2007-10-24 Thread William Stein

On 10/24/07, Jaap Spies <[EMAIL PROTECTED]> wrote:
> > The above corresponds to the following lines in matrix2.pyx:279-281:
> >
> > tmp = []
> > for cols in lst:
> > tmp.append(self.prod_of_row_sums(cols))
> >
> > The crash itself happens when the tmp.append() fails.

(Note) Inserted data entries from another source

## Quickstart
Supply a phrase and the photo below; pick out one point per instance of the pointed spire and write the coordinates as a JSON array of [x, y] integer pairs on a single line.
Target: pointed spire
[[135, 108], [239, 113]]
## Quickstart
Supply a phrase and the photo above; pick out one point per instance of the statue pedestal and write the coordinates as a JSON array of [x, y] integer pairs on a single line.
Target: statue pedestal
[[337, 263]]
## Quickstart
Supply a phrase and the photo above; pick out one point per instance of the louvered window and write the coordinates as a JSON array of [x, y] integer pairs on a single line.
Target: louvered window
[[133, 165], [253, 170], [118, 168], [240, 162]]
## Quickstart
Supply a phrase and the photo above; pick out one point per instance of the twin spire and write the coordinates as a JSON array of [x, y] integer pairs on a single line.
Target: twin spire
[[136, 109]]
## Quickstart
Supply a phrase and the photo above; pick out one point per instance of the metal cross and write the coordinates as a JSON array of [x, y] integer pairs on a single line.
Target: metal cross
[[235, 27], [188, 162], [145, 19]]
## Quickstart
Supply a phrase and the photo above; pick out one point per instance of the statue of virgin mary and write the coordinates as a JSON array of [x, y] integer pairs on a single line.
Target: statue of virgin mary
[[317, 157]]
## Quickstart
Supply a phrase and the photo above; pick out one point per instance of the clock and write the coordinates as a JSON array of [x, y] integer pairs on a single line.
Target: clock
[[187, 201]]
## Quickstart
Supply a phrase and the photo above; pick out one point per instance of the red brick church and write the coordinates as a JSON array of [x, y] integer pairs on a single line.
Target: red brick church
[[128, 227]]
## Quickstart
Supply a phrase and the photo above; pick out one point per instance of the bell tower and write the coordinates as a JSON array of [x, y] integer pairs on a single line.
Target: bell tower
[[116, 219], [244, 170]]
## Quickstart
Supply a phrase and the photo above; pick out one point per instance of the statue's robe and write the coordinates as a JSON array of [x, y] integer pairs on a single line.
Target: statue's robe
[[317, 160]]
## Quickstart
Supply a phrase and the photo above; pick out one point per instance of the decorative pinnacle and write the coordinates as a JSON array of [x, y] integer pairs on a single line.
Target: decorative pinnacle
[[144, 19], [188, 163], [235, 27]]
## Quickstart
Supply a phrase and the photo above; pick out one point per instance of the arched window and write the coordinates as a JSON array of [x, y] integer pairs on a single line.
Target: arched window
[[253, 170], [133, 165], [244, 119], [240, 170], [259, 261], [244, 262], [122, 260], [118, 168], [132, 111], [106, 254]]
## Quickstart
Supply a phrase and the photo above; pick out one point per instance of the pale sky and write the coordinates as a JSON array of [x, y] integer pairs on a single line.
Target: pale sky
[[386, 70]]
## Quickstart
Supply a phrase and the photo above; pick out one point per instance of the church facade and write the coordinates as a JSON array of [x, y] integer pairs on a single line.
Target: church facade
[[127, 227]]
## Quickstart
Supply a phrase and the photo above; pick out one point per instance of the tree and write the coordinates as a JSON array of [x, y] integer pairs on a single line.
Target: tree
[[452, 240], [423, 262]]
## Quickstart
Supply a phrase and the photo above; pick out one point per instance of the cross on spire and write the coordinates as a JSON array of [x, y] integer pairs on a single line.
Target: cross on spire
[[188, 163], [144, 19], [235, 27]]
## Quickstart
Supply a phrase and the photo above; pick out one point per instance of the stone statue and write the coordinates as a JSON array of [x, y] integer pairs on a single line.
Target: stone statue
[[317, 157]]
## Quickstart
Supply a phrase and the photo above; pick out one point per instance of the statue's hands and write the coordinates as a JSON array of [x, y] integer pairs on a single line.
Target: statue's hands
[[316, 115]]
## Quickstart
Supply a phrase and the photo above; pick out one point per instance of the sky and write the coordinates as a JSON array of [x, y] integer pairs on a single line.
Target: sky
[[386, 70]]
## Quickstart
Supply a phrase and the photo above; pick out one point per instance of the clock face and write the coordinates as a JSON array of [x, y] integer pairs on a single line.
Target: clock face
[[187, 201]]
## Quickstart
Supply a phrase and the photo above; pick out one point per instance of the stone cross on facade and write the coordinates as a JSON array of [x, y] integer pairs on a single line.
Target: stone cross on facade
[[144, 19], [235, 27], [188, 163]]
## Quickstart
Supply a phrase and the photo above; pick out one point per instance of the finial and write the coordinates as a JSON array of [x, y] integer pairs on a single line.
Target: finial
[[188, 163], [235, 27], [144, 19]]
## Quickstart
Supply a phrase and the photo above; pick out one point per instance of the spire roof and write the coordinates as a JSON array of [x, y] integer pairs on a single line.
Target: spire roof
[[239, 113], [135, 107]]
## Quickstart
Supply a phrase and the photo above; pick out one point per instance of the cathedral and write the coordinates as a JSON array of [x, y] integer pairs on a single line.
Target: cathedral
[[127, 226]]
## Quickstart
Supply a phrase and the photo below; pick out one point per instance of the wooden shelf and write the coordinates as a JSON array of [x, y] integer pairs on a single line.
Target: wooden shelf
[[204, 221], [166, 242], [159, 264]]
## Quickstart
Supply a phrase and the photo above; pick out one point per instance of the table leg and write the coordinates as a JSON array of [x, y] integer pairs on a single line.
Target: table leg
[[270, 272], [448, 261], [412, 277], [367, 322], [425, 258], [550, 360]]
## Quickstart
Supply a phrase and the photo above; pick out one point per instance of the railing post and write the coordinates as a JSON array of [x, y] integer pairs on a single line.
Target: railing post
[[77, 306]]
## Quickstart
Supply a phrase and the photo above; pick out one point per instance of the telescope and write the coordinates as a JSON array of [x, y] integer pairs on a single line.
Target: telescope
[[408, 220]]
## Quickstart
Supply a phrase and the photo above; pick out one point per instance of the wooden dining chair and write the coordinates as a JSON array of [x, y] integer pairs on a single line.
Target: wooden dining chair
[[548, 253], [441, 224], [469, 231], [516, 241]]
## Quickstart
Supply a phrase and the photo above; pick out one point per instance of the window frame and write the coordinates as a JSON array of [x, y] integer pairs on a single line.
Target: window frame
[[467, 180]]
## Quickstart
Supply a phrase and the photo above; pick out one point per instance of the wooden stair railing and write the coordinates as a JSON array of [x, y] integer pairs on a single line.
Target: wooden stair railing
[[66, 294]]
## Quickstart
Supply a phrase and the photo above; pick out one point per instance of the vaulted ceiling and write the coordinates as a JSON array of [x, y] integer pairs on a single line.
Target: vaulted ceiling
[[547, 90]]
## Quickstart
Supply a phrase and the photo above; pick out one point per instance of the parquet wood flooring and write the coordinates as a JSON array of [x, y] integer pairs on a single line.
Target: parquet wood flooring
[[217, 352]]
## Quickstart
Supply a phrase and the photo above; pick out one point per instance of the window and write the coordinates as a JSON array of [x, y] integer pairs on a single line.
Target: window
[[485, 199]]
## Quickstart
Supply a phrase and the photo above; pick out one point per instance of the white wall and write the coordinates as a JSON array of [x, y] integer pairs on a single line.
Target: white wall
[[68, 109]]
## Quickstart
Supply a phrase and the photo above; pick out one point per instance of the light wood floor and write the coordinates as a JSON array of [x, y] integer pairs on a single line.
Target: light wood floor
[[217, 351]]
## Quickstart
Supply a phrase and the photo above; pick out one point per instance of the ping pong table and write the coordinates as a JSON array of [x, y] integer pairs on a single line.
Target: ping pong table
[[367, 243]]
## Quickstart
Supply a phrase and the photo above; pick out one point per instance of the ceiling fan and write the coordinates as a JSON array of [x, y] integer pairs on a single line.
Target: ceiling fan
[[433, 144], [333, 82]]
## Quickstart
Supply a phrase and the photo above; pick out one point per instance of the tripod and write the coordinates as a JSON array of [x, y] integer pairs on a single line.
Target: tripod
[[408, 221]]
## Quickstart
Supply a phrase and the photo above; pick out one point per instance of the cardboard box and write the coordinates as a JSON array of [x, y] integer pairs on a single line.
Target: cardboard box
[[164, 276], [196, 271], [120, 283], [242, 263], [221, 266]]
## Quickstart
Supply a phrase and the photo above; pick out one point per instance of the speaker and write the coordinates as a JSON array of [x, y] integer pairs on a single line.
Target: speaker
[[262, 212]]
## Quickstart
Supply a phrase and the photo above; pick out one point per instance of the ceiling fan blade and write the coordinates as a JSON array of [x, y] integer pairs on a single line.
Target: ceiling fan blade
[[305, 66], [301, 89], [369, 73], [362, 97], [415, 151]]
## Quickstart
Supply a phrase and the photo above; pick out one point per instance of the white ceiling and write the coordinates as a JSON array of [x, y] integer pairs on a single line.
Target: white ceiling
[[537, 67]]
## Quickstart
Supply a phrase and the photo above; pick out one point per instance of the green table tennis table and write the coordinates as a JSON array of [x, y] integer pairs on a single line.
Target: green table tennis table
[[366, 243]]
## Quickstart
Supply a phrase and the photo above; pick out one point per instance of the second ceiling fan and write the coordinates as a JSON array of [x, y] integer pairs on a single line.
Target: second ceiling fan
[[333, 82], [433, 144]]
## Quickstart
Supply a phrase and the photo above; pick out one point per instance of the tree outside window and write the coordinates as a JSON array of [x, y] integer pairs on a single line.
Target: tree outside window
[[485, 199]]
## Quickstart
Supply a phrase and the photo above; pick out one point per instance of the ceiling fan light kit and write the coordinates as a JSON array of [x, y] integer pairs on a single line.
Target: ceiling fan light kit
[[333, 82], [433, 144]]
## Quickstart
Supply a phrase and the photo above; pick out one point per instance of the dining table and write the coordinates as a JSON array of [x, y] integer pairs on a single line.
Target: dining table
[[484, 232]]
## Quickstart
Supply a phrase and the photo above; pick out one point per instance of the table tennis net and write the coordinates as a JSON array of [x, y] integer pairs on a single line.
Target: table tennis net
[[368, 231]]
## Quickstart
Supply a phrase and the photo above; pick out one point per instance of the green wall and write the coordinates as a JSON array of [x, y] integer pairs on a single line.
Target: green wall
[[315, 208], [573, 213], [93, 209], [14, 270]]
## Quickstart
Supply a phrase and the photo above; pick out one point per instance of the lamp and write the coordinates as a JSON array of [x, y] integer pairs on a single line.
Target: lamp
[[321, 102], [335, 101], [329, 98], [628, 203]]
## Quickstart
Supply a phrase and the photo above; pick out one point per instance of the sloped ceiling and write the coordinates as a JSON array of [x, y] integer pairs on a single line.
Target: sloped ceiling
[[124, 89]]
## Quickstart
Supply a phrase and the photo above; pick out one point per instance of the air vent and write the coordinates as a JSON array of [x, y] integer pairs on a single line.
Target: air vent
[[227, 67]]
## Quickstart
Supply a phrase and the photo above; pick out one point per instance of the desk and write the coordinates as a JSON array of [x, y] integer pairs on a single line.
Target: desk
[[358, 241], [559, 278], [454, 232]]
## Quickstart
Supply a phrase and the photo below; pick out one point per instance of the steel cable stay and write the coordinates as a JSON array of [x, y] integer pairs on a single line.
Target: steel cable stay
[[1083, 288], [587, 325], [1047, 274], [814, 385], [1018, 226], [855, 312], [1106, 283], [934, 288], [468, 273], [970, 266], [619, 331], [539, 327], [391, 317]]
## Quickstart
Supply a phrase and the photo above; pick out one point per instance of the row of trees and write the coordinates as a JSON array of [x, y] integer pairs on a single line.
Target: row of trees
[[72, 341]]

That indicates a

It would perhaps be worth changing the code to

some_large_integer = 3**(10**5)
tmp = [some_large_integer]*len(lst)
for i in xrange(len(lst)):
 tmp[i] = self.prod_of_row_sums(cols[i])

and see what happens.  I mean, maybe the problem is in
prod_of_row_sums instead of append?

We really need to replicate this on another 32-bit machine.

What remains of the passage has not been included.